I had never seen this swim so low, the river from the left barely moving, the foam eddy extending well upstream. The outfall is from the town water treatment works, which spills over a sill and rushes off downstream, holds a wide variety of fish, including carp and big chub, this public bank being littered with empty luncheon meat and sweet corn tins in evidence. The river in front of me was only 18 inches deep and controlled by the action of the eddy, rotating back towards me, then sweeping into the foam on my right. The foam along this bank is usually the hot spot, but today it was full of snags and I lost my first hook before I even had a bite.
I had mixed up my usual feed of liquidised white bread, ground carp pellets and hempseed, dropping some tight balls in close under the high bank, my first bite being not the big chub that I first thought, but a large sunken log, that once released from the bottom, drifted relentlessly off down the outfall, pinging the float back without a hook.
A new hooklink tied on, I trotted through again under my rod top and was soon playing a small chub.
This was a good sign, a hard fighting healthy chub. Then a couple of smaller examples, before gudgeon moved in on the feed.
Every other trot brought up a twig, or branch along my bank and a trot too far into the foam saw another hook lost. This strange looking plug was attached to one of the branches that I pulled up.
To avoid the trouble spot, I fed across the stream ahead of me into the eddy, retrieving line to stay in contact with the float. Apart from the occasional gudgeon, or mini chub there was nothing here. Where were the roach? At this rate I would be putting this expedition down as a fail and going home early.
In for a penny, in for a pound, I decided to up the feed rate to attract fish into the river from the outfall.

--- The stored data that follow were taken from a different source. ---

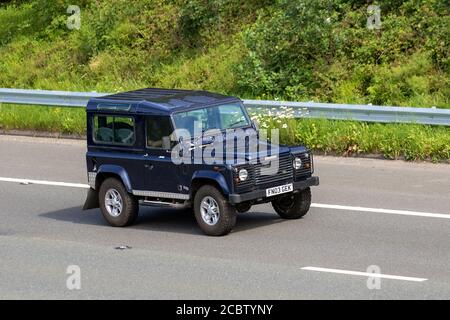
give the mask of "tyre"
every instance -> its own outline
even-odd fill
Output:
[[[311,189],[306,188],[298,193],[272,201],[272,206],[283,219],[299,219],[311,206]]]
[[[113,227],[129,226],[138,217],[138,200],[116,178],[108,178],[102,183],[99,202],[103,217]]]
[[[252,205],[250,203],[243,202],[243,203],[238,203],[235,206],[235,208],[236,208],[237,212],[244,213],[244,212],[249,211],[252,208]]]
[[[194,213],[200,229],[210,236],[224,236],[236,225],[236,209],[211,185],[195,194]]]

More gudgeon, then the juddering fight of a roach as it sped around the shallows back to the foam. It stayed on and I leaned out from the bank and netted it.
A perfect roach full of fight, just what I came for. I had gone up to a 6 mm punch from a 5 mm, maybe that was the answer? Next cast the float was gone in seconds, the rod bending over as a chub dived toward the snags. Due to the shallows, these fish can only run, which makes for exciting fishing.

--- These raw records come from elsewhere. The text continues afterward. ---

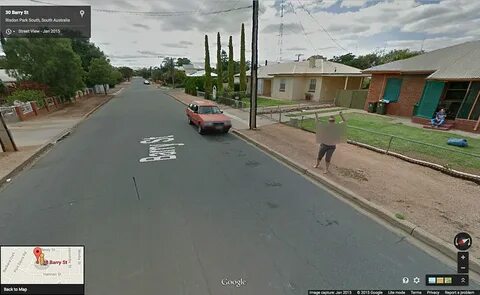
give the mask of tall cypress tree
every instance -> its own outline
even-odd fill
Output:
[[[235,75],[234,72],[234,65],[233,65],[233,41],[232,36],[230,36],[230,40],[228,41],[228,90],[234,91],[235,85],[233,76]]]
[[[247,72],[245,67],[245,25],[242,23],[240,35],[240,91],[247,90]]]
[[[222,43],[220,42],[220,32],[217,33],[217,91],[223,92],[223,66],[222,66]]]
[[[209,99],[212,94],[212,77],[210,68],[210,51],[208,49],[208,36],[205,35],[205,98]]]

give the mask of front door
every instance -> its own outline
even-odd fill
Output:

Not a big chub, but good sport on light tackle. The next one was bigger, fighting hard into the snags.
A small ball of feed every other cast had the fish coming one a chuck and now the roach put in an appearance again.

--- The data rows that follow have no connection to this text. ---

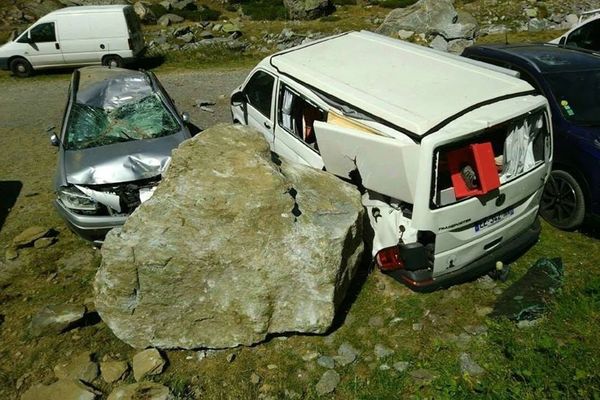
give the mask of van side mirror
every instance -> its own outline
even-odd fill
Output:
[[[234,94],[231,95],[231,104],[234,106],[239,106],[242,105],[246,102],[246,95],[244,94],[244,92],[239,91],[239,92],[235,92]]]
[[[52,146],[56,146],[58,147],[58,145],[60,144],[60,140],[58,140],[58,136],[56,136],[56,134],[52,134],[50,135],[50,143],[52,144]]]
[[[565,36],[561,37],[558,41],[558,44],[564,46],[567,43],[567,38]]]
[[[185,122],[187,124],[188,122],[190,122],[190,114],[185,111],[182,112],[181,119],[183,120],[183,122]]]

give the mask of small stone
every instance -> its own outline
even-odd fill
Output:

The roach were now lined up in the middle of the eddy, this big one causing me to back wind as it dashed out into the fast water, but my 12 ft Hardy took the shocks and bent into every lunge.
More perfect roach, then a decent chub was rushing round the swim, trying hard to get under my own bank, which was lined with branches, but I won and the snags lost this time.
As someone, who loves catching roach, I was now in my element, my 6 No 4 Middy stick float with the bulk shot under the float and only three No 6 shot down to the hook, the right set up for the wavering eddy.
Yet another decent chub took the punched bread, fighting frantically, but staying on.
Beautiful roach after beautiful roach were proving that this part of the river was healthy, the outfall providing a clear aerated refuge for many fish.
I netted this roach dead on my cut off time of 1 pm, then decided to have one last cast and bang, hit into another chub, that took me off into the fast water, causing me to back wind, when it pulled my rod flat as it skated across the foam of the outfall. Turning, it swam upstream and dived into the bunch of branches at the far corner of the swim. It was stuck solid. Time to release the line and wait. The line moved off and I pulled hard. It was back in the snag, but came free and the landing net was ready.
Netting this chunky chub had cost me the loss of my last Middy float, it having been broken in the snag.
I had several sets of these Middy floats from 3 to 6 No 4 and this was the last survivor, the body shape, ali stem and the long thick tip just right for my rugged style of fishing, which do not appear to be available with the modern range of bodied stick floats. Time for a change.
There is nothing wrong with these fish, proof that the pollution petered out further upstream.
The bites were still coming thick and fast, when I stopped for the day. I was home by 1:30 and my lunch was waiting, served up by very understanding wife. I live to fish another day.